Re: BUG #17619: AllocSizeIsValid violation in parallel hash join

Dmytro Astapov <dastapov@gmail.com>
From: Dmitry Astapov <dastapov@gmail.com>
To: Thomas Munro <thomas.munro@gmail.com>
Cc: pgsql-bugs@lists.postgresql.org
Date: 2022-09-22T12:51:27Z
Lists: pgsql-bugs
On Thu, Sep 22, 2022 at 9:44 AM Thomas Munro <thomas.munro@gmail.com> wrote:

> On Thu, Sep 22, 2022 at 7:46 PM PG Bug reporting form
> <noreply@postgresql.org> wrote:
> > (gdb) p size
> > $2 = 1702125924
>
> Thanks for the detailed report.  Hmm.  That size, on a little-endian
> system, is equivalent to the byte sequence "date\0\0\0\0", which looks
> pretty suspiciously like the inside of a tuple, and not its size.  We
> must have got out of sync somehow.
>

Great catch!
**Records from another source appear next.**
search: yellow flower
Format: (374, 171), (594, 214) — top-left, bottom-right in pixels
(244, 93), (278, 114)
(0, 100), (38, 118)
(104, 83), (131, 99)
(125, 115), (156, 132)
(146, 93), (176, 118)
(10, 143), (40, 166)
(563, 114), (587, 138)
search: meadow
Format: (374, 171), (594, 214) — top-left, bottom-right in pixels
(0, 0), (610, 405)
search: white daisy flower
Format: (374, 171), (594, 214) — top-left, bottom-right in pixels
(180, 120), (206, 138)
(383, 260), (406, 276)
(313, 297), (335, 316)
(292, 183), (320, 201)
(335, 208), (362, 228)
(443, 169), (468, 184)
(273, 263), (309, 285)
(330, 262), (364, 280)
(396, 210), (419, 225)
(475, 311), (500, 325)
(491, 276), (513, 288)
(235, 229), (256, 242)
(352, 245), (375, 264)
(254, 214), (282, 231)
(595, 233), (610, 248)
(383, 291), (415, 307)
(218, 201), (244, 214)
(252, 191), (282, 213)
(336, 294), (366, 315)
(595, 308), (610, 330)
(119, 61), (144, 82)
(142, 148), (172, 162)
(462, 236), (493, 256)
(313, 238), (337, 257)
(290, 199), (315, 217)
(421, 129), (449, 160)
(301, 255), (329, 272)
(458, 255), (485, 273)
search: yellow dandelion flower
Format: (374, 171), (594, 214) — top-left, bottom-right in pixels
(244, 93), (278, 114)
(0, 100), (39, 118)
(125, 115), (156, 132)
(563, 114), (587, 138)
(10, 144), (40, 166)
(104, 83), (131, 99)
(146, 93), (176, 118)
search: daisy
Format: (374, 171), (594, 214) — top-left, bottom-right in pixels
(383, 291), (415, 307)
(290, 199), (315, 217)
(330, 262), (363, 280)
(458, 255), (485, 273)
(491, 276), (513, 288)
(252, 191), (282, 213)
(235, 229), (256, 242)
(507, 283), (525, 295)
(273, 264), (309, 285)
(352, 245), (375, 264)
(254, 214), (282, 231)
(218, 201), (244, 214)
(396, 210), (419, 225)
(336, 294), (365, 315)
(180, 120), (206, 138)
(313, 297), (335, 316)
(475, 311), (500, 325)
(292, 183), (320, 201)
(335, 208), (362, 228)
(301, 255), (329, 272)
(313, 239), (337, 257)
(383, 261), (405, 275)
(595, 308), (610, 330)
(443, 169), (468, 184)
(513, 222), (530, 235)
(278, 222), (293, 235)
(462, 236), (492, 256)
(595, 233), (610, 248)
I added some debugging output to the BufFileRead and
sts_read_tuple and it looks to me that the sequence of events immediately
before the problem happens is like this:


   1. sts_read_tuple is called multiple times to read from a particular
   file, and a bunch of tuples are read this way
   2. sts_read_tuple is called once more. In my experiments, I always had
   read_ntuples_available - 2 == read_ntuples at this point, but maybe this is
   just a coincidence.
      1.  inside this sts_read_tuple_call, BufFileRead is called to read
      metadata, and succeeds (and this chunk of the file looks -- to
my naive eye
      -- exactly like any other tuple start)
      2. Second BufFileRead call happens to get the size, and reads the
      correct size (I see what's in the file, I could find corresponding values
      in the database tables, and it all lines up).
      3. Third BufFileRead happens to read the actual tuple. So far so
      good, and sts_read_tuple finishes.
   3. At this point, the position in the file (buf_file -> currOffset +
   post) points right after the last tuple read, but what's there does not
   look like the start of the next tuple to me. It seems like there was
   another, longer tuple written there before (with quite long rhs.payload
   value) and somehow the tuple that was just read was written over it, so we
   have "<tuple read on step 2 above><current read position here><what looks
   like leftovers from another tuple><a bunch of zeroes><new tuple start>"
   4. So another sts_read_tuple call happens, and it reads 4 bytes of this
   garbage as metadata, and the next 4 bytes as length, and this is when
   everything derails...

I also double-checked at the logs of the (test) database where this issue
was first spotted (and where a lot of queries similar to the one I am using
to trigger this issue are happening) and found out that along with "invalid
memory alloc request size" we also got a couple of occasions of "Unexpected
chunk in shared tuplestore temporary file. Expected overflow chunk", which
looks like another error that could be potentially explained by
BufFileRead's inside sts_read_tuple reading "garbage".

I'm happy to build a patched version of 13.8 (or another revision if you
want me to) to collect more debug information for you if this could help.

-- 
D. Astapov